Look for it when school starts this fall.
Texas lawmakers who left town recently after cutting public education and doing little to fix school funding disparities have guaranteed another school finance lawsuit, according to educators and lawyers involved in the case.
They expect to file a lawsuit later in September.
“There’s going to be litigation. The timing of it is really nothing more than putting together the case. We’re still analyzing all the impact of the mess that they passed,” veteran school finance lawyer Randall “Buck” Wood said.
School superintendents across Texas are “very frustrated,” said John Folks, superintendent of San Antonio’s largest district — Northside ISD — and a respected veteran among the state’s school leaders. Folks is past president of the Texas Association of School Administrators.
Folks sees litigation as a certainty: “If the only option that school districts have to force the Legislature to do what is right — as far as public education is concerned — is a lawsuit, that’s pretty sad.”
Another topic we discussed on that Houston 8 episode I was on was school finance. The mantra Sen. Dan Patrick repeated was that school districts supported the legislation that allowed them to do things like reduce teacher salaries. He’s right about that, but I hope this makes it clear that school districts were not supportive of the rest of the things they did. Lord knows they have no reason to be.

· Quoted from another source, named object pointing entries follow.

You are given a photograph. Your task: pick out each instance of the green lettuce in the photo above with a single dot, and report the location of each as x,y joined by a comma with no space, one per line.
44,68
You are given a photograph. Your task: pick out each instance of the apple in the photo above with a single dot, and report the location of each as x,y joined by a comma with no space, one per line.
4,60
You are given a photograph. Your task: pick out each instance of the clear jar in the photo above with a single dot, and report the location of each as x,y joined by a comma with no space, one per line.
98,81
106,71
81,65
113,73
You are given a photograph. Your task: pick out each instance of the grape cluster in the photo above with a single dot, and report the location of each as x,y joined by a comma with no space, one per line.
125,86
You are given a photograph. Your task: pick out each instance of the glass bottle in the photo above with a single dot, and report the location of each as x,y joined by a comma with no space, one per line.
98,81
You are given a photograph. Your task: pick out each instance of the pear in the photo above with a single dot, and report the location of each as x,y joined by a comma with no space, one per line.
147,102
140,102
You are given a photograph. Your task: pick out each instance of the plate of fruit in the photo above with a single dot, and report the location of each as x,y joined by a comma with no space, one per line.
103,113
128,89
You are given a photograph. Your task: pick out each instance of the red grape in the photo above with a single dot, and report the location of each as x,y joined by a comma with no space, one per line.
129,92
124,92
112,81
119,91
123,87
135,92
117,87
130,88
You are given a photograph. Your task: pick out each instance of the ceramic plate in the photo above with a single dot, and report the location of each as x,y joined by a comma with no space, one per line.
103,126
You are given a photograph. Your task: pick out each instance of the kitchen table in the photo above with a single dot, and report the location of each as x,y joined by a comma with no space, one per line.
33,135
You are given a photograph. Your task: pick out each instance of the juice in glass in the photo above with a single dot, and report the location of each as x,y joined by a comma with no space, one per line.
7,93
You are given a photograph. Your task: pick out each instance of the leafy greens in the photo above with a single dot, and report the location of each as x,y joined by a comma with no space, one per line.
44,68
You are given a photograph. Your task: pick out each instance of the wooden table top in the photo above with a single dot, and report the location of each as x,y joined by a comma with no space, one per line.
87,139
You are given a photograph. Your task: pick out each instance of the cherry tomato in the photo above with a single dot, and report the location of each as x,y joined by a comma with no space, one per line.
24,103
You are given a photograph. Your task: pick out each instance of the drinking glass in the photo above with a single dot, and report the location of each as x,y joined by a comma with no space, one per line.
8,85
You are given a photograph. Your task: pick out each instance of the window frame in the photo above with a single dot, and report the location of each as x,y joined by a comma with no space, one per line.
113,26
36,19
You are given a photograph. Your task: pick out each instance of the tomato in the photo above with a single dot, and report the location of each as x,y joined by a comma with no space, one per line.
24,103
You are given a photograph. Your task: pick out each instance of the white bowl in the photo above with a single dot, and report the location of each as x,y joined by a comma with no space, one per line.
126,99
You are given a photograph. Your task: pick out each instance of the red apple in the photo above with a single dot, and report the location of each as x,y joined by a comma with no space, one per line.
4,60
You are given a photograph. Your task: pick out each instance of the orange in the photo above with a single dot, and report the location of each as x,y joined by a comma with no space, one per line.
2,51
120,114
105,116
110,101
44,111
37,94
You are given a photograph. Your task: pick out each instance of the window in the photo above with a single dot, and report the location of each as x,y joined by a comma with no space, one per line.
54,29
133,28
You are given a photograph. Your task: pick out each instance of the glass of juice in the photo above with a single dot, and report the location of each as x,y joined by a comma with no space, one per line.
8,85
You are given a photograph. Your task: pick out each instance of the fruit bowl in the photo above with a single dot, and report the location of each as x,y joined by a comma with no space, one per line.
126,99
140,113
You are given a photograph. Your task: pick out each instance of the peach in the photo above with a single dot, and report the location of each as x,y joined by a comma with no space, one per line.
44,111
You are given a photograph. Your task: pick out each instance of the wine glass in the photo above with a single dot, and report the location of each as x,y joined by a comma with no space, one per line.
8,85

The lowest 10 percent funded school districts in Texas average $5,246 per student from a tax rate averaging $1.15, according to the Equity Center, an Austin-based consortium of nearly 700 Texas school districts. In contrast, the top 10 percent funded Texas school districts average $7,742 per student from an average tax rate of $1 per $100 of property valuation. Simply put, the state’s lesser funded school districts get about $2,500 less per student than the wealthiest districts, despite being forced into levying much larger tax rates.
The system is irrational, unfair, unequal and inefficient, lawyers say.
And they complain that state leaders and legislators willfully ignored the problem.
[…]
Humble ISD is one of about 220 school districts that have hit the maximum school operations tax rate of $1.17 (per $100 of property valuation) and cannot increase revenue.
The district’s administrators have made cuts every year for most of the past decade and now face “even more devastating cuts,” spokeswoman Karen Collier said: “Our backs are truly against the wall.”
The district must accommodate an additional 1,000 children every year.
School districts no longer reap the benefit of property value increases. Increased local property values results in school districts getting less state school funds.
“There’s no way to win. It’s a losing battle,” Collier said. “We’ll go to court.”
Everybody agrees that the Lege did not provide funding to accommodate the continued growth in public school enrollments. We all know that the Lege didn’t come close to addressing the structural deficit caused by the 2006 property tax cut, which will be a big driver of the next deficit. This lawsuit may eventually force a change in how the Legislature addresses school funding, but then it was the last lawsuit that led to the 2006 changes, and we see where that has gotten us. The only way this will truly change is with a different mindset in the Legislature, and that’s going to require throwing a bunch of the current members out. If you want something different, you cannot vote for those who are part of the problem.
One factor that is always ignored in the Equity Center’s numbers is the amount of Federal dollars received. The top 10% received next to nothing in Federal aid while the bottom 10%, from the numbers I am aware of, received as much as 25% of their budget in Federal aid, none of which is included in the $5,246 per student quoted.
In our sparsely populated district, class room size is usually 12 to 15 students (which has more to do with performance than the money), we have few economies of scale to help make our cost more efficient and yet, thanks, to the Courts we measure cost by student and not by classroom.
Our district, geographically, is one of the largest in the state (830 sq miles) and also is one of the wealthiest (approximately $700 million tax base) per student (202). And our free and reduced lunch program feeds about half of our students. We have one Arts class, no band, foreign language are by virtual classroom, and we pay our teachers $5,000 over base. Our tax rate is $1.07 and $1.00 of that is set by the Legislature. We receive about $3,000 in Federal funds. We are required to purchase education credits which amount to about 2/3rds of our budget.
Last, Buck Wood has made a very nice living suing Texas.